All Apps and Add-ons

ps_sos.ps1 Microsoft.PowerShell.Commands.WriteErrorException

dlpco
Path Finder

I am getting the following in splunkd.log for ps_sos.ps1:


 D:\Splunk\etc\apps\sos\bin\powershell\ps_sos.ps1 : Exception of type 'Microsoft
 .PowerShell.Commands.WriteErrorException' was thrown.
 At line:1 char:2
 + . <<<<  'D:\Splunk\etc\apps\sos\bin\\powershell\ps_sos.ps1'
     + CategoryInfo          : NotSpecified: (:) [Write-Error], WriteErrorExcep 
    tion
     + FullyQualifiedErrorId : Microsoft.PowerShell.Commands.WriteErrorExceptio 
    n,ps_sos.ps1

I am running 6.1.1 (free license) and SOS 3.2. Any ideas on what's going on and how to fix it????

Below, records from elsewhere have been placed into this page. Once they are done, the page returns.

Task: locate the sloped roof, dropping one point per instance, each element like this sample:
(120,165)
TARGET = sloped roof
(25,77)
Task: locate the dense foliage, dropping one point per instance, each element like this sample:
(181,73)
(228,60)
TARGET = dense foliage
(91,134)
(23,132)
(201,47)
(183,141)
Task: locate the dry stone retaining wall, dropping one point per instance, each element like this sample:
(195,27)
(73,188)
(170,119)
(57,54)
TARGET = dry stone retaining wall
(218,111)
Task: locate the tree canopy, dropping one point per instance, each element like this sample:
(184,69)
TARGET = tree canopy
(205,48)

Below in comments I tried to put in the record dumps but ran out of room. Here they are now...

05/13/14 11:51:26.000 AM


PID pctCPU RSZ_KB VSZ_KB ELAPSED COMMAND ARGS
1980 0 137468 307072 0-0:42:12 splunkd service
3652 0 24288 90056 0-0:0:30 splunkd search_--id=rt_1400007053.24_--maxbuckets=300_--ttl=600_--maxout=100000_--maxtime=0_--lookups=1_--reduce_freq=10_--rf=*
3908 22556 88008 0-0:0:30 splunkd System.Object[]
4064 22572 88008 0-0:0:30 splunkd System.Object[]
4944 24284 90056 0-0:0:30 splunkd System.Object[]
5324 0 16288 81500 0-0:41:7 splunkd instrument-resource-usage
6676 0 24176 90056 0-0:0:21 splunkd search_--id=rt_1400007064.25_--maxbuckets=300_--ttl=600_--maxout=100000_--maxtime=0_--lookups=1_--reduce_freq=10_--rf=*
7180 24456 90056 0-0:0:21 splunkd System.Object[]
7580 61 24448 91080 0-0:0:3 splunkd search_--id=1400007082.30_--maxbuckets=300_--ttl=600_--maxout=500000_--maxtime=0_--lookups=1_--reduce_freq=10_--rf=*
2456 0 70816 150620 0-0:42:12 splunkweb

05/13/14 11:51:21.000 AM


PID pctCPU RSZ_KB VSZ_KB ELAPSED COMMAND ARGS
1980 0 136340 307072 0-0:42:7 splunkd service
3652 0 24288 90056 0-0:0:25 splunkd search_--id=rt_1400007053.24_--maxbuckets=300_--ttl=600_--maxout=100000_--maxtime=0_--lookups=1_--reduce_freq=10_--rf=*
3908 0 22428 88008 0-0:0:2 splunkd search_--id=rt_1400007076.28_--maxbuckets=300_--ttl=600_--maxout=100000_--maxtime=0_--lookups=1_--reduce_freq=10_--rf=*
4064 0 22564 88008 0-0:0:3 splunkd search_--id=rt_1400007076.29_--maxbuckets=300_--ttl=600_--maxout=100000_--maxtime=0_--lookups=1_--reduce_freq=10_--rf=*
4944 0 22284 88008 0-0:0:5 splunkd search_--id=rt_1400007074.26_--maxbuckets=300_--ttl=600_--maxout=100000_--maxtime=0_--lookups=1_--reduce_freq=10_--rf=*
5324 0 16288 81500 0-0:41:3 splunkd instrument-resource-usage
6676 0 24176 90056 0-0:0:16 splunkd search_--id=rt_1400007064.25_--maxbuckets=300_--ttl=600_--maxout=100000_--maxtime=0_--lookups=1_--reduce_freq=10_--rf=*
7180 0 22448 88008 0-0:0:3 splunkd search_--id=rt_1400007076.27_--maxbuckets=300_--ttl=600_--maxout=100000_--maxtime=0_--lookups=1_--reduce_freq=10_--rf=*
2456 0 70816 150620 0-0:42:6 splunkweb

1 Solution

hexx
Splunk Employee
Splunk Employee

UPDATE: This defect is now fixed as of S.o.S 3.2.1 / S.o.S TA for Windows 2.3.4


Thank you for digging for the information I requested.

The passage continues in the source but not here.